As for his major theoretical achievements, of course, the details of our understanding have moved on since Darwin’s time. That was particularly the case during the synthesis of Darwinism with Mendelian digital genetics. And beyond the synthesis, as Douglas J. Futuyma explains in “On Darwin’s Shoulders,” [see print issue] and Sean B. Carroll details further for the exciting new field of “evo-devo” in “The Origins of Form,” Darwinism proves to be a flourishing population of theories, itself undergoing rapid evolutionary change.

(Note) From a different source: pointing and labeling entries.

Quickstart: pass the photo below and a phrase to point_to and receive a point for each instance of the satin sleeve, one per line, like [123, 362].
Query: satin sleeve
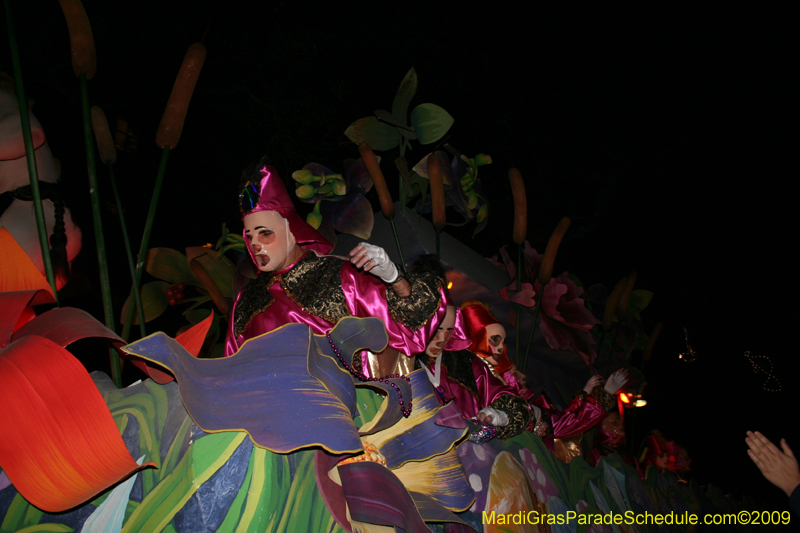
[410, 322]
[579, 416]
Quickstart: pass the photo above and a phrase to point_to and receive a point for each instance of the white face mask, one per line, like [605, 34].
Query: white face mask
[442, 336]
[269, 239]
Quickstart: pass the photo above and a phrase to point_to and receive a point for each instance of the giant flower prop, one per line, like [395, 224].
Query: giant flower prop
[288, 392]
[566, 322]
[60, 445]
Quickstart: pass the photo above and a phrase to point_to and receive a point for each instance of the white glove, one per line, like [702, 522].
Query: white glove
[375, 260]
[499, 418]
[616, 381]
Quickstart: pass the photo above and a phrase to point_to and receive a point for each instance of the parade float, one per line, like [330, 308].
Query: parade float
[205, 443]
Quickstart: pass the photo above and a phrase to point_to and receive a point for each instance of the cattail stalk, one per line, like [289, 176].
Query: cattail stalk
[546, 272]
[30, 156]
[81, 41]
[519, 234]
[97, 219]
[384, 196]
[437, 197]
[167, 137]
[108, 155]
[171, 125]
[520, 206]
[546, 268]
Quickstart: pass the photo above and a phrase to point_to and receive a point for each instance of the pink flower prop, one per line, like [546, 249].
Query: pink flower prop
[566, 322]
[526, 296]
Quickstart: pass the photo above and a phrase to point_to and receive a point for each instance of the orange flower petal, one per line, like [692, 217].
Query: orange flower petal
[60, 445]
[18, 273]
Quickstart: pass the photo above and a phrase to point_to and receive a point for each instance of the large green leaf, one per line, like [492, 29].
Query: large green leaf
[204, 458]
[378, 135]
[20, 514]
[406, 91]
[154, 301]
[219, 267]
[431, 122]
[169, 265]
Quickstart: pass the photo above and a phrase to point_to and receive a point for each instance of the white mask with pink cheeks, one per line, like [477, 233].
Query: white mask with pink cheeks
[443, 333]
[269, 240]
[496, 334]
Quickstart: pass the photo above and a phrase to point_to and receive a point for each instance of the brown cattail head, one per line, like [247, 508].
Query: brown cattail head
[105, 144]
[612, 302]
[546, 268]
[171, 126]
[626, 294]
[81, 42]
[520, 205]
[437, 192]
[374, 169]
[648, 349]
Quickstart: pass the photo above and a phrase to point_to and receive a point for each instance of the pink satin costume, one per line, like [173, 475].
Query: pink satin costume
[365, 296]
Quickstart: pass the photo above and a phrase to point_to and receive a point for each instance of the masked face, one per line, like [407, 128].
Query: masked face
[271, 243]
[442, 335]
[521, 378]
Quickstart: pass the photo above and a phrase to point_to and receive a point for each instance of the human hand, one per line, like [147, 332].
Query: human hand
[490, 415]
[375, 260]
[779, 467]
[594, 381]
[616, 381]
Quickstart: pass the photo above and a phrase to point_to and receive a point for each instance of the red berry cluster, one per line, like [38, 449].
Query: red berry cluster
[175, 294]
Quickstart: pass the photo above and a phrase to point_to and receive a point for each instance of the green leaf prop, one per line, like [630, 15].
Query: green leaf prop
[406, 91]
[431, 122]
[154, 301]
[219, 267]
[378, 135]
[354, 216]
[161, 504]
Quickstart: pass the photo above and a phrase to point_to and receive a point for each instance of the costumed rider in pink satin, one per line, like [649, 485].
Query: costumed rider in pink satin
[562, 431]
[298, 283]
[462, 377]
[609, 438]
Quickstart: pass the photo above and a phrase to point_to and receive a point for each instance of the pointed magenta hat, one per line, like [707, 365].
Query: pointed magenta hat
[269, 194]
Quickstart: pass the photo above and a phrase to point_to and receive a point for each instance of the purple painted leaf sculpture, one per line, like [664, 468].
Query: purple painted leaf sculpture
[268, 377]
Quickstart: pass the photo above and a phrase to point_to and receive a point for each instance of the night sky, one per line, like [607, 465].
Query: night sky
[668, 136]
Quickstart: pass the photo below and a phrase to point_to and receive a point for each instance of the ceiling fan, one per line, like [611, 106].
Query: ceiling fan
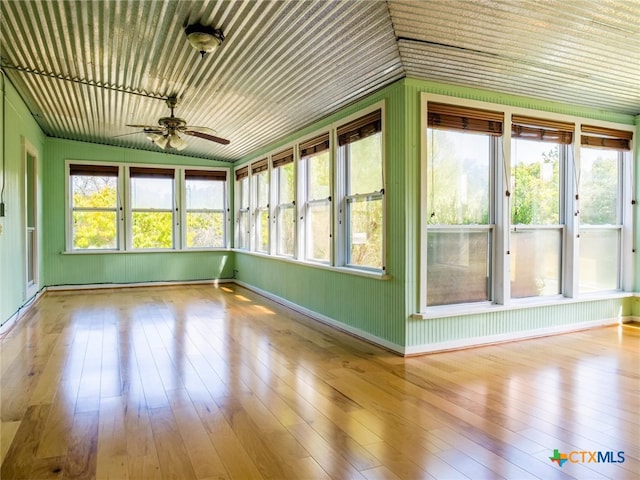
[166, 134]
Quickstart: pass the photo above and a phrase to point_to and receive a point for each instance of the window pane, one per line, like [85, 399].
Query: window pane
[286, 188]
[365, 232]
[535, 183]
[262, 189]
[262, 231]
[365, 165]
[458, 267]
[458, 178]
[319, 174]
[535, 262]
[152, 193]
[205, 194]
[152, 229]
[91, 191]
[243, 230]
[599, 260]
[319, 232]
[244, 192]
[286, 230]
[95, 229]
[205, 229]
[598, 186]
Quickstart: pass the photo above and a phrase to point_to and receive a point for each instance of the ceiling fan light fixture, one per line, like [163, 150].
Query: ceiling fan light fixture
[176, 142]
[204, 38]
[159, 140]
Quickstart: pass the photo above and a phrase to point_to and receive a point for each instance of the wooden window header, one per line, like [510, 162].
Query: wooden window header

In any developing science there are disagreements. But scientists—and here is what separates real scientists from the pseudoscientists of the school of intelligent design—always know what evidence it would take to change their minds. One thing all real scientists agree upon is the fact of evolution itself. It is a fact that we are cousins of gorillas, kangaroos, starfish, and bacteria. Evolution is as much a fact as the heat of the sun. It is not a theory, and for pity’s sake, let’s stop confusing the philosophically naive by calling it so. Evolution is a fact.
I have no idea what evidence would change Darwinists minds. The discovery of evo-devo, a massive case of n-design, should have made them see that many of Darwin’s original claims had been falsified. Instead they are now trying to graft evo-devo onto the old natural selection. And they suspect they can get away with it, once again.
Yes we all agree on the fact of evolution. But the theory of natural
selection, one of the longest running frauds in the history of science, remains as ambiguous as it was to many of the first reviewers of Darwin, who weren’t all religious types, and still had the common sense remaining before the rise of the Darwin propaganda machine to see that Darwin had produced a fake theory.